Mom tried to manipulate me in her dramatic way one more time that stands out in my memory. She woke me up in the wee hours one night crying and carrying on that she was going to kill herself. I rolled over and told her to just go ahead and do it, but to let me go back to sleep because I had school and work the next day. Around this time mom was finally seeing a therapist, a woman who asked her to bring me in one day so to meet with her so she could talk to me about how I was dealing with the separation and imminent divorce of my parents. I told the therapist about this encounter where my mother woke me up to threaten suicide. Again. I thought the therapist would have some harsh words for me, but she didn’t. She told me it was fine that I had done that.

I know mom had a difficult childhood. She has readily talked of the emotional abuse she received at home and the physical abuse she witnessed. Of how she left home at 16, eloping with my father so she could escape all that. Despite the fact that I only knew my maternal grandfather to be a loving and caring man, I’m sure she wasn’t making up stories. I realize it is possible for people to have many sides to their personalities and to have different behaviors with different people. And that often people change over time.

I recognize that my mom did her best to raise me, and that she and my father actually did a pretty good job. Both my sister and I are strong, capable, and independent women. We have successful careers and are good members of our community. Yet my sister married alcoholics, twice. She is active in two 12-step programs, which have helped her immensely over the years.
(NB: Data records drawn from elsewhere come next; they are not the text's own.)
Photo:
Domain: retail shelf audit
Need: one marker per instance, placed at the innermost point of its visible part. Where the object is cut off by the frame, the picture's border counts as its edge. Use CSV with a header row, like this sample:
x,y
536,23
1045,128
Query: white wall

And I feel like an emotional cripple.

At some point growing up, I began to think of my mother as a vampire who wanted to suck out my emotions and my life. I want so much to feel loved, but I am wary of giving too much of myself. After suffering from panic attacks over 15 years ago, I sought therapy and have done very well. I have enough emotional strength and intelligence to take care of myself, but when there is another person to take into consideration I am shaky. I’m terribly afraid of feeling subsumed. Again. It’s easier to hold myself back.

The situation with my mom calling me from out-of-town to get my attention about her fall just sapped me. It broke me down. I didn’t get angry or start crying, but I did ask her: Why was she telling me this? What did she expect me to do? Besides telling her that she needed to communicate clearly to her husband that she wanted to see a doctor, I looked up the closest urgent care centers to her hotel and gave her the phone numbers and street addresses. Then I got off the phone with her as soon as I could.

I messaged my sister, with whom I’m finally starting to have a good relationship. And she gave me the comfort that she could. “What do you expect from mom? She’s a crazy person. You know that. Don’t let her get to you.” Indeed.

So, really the best I could muster for today was to call my mom and wish her happy Mother’s Day. And to tell her that I love her. Because I do love her. Goddess help me, but I do.